Die Tanguten hatten den Wunsch ihr Reich westwärts auszudehnen, um so einen größeren Abschnitt der Seidenstraße kontrollieren zu können. Daher führten sie in den kommenden fünfzig Jahren ununterbrochen Kriege gegen eine Allianz, die sich aus ihren unmittelbaren Nachbarn zusammensetzte, nämlich aus den Gelben Yuguren und den Tibetern von Tsongka. Der Hof der Nördliche Song pflegte sowohl freundschaftliche Beziehungen mit den Gelben Yuguren als auch mit den Tibetern, und versuchte diese aus der Einflusssphäre der Kitan abzuwerben. Folglich hielten die Tanguten ihre feindseligen Beziehungen zu den Han-Chinesen und den ständig drohenden Kitan im Norden weiter aufrecht.

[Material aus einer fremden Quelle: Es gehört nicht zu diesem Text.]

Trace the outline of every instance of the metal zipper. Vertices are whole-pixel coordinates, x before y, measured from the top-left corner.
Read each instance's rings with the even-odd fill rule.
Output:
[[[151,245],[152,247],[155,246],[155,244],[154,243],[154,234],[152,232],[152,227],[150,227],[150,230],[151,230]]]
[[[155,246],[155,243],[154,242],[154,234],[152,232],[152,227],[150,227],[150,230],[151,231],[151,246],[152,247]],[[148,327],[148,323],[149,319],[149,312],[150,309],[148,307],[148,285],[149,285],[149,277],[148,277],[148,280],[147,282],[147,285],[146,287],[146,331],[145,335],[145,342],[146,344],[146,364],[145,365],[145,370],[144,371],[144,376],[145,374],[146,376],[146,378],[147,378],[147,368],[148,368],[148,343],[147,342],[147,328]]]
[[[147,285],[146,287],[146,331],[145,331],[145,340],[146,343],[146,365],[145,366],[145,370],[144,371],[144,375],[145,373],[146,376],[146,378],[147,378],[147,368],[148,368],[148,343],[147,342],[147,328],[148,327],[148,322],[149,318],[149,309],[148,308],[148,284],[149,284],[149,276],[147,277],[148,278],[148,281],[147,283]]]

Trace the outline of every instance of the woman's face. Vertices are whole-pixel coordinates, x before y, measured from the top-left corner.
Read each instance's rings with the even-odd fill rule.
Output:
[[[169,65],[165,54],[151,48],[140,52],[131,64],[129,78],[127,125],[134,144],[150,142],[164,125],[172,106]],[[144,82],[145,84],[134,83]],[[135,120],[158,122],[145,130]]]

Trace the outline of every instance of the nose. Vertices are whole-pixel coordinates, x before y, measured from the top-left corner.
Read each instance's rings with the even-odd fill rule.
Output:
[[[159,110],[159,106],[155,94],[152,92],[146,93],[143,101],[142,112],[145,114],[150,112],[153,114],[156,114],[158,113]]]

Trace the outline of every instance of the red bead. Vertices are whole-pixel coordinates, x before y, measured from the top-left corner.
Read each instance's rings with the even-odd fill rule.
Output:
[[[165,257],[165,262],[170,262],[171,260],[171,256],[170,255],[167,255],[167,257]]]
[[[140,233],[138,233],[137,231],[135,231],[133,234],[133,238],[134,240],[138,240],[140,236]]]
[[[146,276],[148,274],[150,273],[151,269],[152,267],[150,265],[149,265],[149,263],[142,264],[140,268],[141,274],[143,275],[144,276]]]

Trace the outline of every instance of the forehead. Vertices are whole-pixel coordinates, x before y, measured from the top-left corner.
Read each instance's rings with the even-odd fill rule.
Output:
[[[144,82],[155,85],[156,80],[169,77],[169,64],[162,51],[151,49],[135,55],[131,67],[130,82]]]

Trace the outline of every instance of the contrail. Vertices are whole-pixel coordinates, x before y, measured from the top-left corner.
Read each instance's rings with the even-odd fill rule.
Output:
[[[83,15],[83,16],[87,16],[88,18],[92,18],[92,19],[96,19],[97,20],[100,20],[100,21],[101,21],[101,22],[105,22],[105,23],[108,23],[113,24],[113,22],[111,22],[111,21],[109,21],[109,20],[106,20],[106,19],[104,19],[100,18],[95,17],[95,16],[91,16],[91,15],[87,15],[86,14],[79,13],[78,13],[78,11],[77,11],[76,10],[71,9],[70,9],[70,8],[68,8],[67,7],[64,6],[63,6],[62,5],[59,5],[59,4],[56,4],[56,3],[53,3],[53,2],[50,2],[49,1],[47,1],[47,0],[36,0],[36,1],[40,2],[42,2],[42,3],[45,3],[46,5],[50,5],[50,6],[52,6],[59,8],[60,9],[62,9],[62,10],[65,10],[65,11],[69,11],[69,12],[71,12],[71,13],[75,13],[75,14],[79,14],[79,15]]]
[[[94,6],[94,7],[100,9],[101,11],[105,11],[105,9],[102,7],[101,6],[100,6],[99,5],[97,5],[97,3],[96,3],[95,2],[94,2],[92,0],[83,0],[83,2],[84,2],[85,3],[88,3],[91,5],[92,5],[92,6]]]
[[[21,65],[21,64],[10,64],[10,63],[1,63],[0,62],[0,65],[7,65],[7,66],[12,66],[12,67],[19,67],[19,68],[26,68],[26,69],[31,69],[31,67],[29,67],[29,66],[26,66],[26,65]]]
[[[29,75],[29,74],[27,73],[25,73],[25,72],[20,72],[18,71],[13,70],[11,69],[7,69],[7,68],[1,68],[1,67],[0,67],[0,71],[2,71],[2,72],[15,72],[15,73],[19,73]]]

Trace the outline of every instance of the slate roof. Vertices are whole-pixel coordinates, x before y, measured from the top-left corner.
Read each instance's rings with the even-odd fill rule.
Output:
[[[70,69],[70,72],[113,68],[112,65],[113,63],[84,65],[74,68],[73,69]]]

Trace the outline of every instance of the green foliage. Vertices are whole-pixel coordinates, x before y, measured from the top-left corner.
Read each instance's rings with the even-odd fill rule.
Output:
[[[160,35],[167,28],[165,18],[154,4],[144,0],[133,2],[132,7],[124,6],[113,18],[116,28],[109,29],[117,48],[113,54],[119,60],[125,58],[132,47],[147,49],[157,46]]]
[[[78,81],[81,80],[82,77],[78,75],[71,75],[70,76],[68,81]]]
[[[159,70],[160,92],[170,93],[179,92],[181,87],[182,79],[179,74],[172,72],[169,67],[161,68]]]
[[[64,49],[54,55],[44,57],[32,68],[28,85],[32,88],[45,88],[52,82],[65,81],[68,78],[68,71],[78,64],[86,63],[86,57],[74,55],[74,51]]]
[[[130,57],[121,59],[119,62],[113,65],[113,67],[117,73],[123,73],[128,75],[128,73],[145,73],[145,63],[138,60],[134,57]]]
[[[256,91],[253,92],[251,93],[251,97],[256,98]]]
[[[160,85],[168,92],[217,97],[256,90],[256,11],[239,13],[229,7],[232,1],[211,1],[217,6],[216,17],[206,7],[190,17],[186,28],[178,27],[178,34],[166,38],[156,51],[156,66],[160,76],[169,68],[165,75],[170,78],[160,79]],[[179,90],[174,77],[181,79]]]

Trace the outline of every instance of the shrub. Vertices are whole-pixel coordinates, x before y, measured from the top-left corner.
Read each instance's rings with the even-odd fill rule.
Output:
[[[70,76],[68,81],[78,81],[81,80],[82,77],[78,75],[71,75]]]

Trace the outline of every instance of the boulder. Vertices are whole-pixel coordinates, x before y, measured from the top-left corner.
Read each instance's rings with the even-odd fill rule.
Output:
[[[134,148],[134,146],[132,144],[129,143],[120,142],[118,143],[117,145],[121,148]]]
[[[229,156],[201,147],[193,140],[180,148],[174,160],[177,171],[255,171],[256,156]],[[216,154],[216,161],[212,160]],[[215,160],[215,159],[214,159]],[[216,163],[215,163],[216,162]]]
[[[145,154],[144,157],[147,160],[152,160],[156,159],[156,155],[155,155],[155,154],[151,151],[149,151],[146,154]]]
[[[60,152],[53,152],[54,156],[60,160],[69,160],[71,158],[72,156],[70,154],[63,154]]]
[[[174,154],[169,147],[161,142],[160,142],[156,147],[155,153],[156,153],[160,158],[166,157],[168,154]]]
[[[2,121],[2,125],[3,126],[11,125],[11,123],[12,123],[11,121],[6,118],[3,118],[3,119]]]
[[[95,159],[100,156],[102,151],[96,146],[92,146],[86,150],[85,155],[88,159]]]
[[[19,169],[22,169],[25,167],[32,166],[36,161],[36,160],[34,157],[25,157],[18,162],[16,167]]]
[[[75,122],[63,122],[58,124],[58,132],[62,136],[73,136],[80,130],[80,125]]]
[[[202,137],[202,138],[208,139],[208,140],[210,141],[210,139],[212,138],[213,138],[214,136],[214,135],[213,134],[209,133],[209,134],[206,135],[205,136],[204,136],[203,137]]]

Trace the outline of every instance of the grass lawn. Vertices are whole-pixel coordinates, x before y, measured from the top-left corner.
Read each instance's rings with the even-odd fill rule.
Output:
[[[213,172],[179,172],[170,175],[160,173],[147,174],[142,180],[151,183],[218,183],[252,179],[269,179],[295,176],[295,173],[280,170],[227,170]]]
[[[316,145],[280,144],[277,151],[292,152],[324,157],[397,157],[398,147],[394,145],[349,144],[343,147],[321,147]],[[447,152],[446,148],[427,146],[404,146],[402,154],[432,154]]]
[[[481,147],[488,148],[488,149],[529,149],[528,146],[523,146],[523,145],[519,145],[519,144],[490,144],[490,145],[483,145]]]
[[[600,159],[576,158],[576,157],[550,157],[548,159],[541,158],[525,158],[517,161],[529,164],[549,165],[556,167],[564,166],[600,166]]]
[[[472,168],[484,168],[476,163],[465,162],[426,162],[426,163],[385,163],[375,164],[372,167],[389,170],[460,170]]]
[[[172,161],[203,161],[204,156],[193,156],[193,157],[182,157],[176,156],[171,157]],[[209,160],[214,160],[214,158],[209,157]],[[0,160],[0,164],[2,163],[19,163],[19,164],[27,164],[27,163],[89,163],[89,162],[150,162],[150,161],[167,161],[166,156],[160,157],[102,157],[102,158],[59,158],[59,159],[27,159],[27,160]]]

Der Buddhismus kam ursprünglich im siebten Jahrhundert von Tang-China zu den Tanguten. Als die drei tibetischen Mönche, die vor der Verfolgung des Buddhismus in Tibet durch König Langdarma (reg. 836 – 842) flohen, in Tsongka ankamen, gaben sie einem einheimischen Buddhisten, dem sie den spirituellen Namen Gewasang (dGe-ba gsang) gaben, religiöse Unterweisungen. Die Tatsache, dass sich dieser Initiierte dann für weitere Studien ins Territorium der Tanguten begab, weist darauf hin, dass der Buddhismus damals unter den Tanguten ziemlich weit verbreitet war, zumindest in aristokratischen Kreisen.
Die traditionelle Religion der Tanguten war eine Mischung aus einer nicht-konfuzianischen Art der Ahnenverehrung, die mit Formen des Schamanismus und des Tengrismus verbunden wurden, denen die meisten zentralasiatischen Völker folgten, die mit den mongolischen Steppen in Verbindung standen. So wie die Türken, gab es auch bei den Tanguten einen Kult um heilige Berge. Den heiligen Bergen wurde gehuldigt, weil die Menschen annahmen, dass die Berge ein Sitz der Macht für ihre Herrscher seien. Auch wenn der König der Tanguten, Jiqian, nachdem er den Thron eingenommen hatte, seine einheimische Tradition ehrte, indem er einen Ahnentempel errichtete, der enthusiastische Unterstützung beim Volk fand, respektierte er auch den Buddhismus. Er ließ zum Beispiel seinen Sohn, den künftigen König Deming (Te-ming) (reg. 1004 – 1031), als Kind buddhistische Texte studieren.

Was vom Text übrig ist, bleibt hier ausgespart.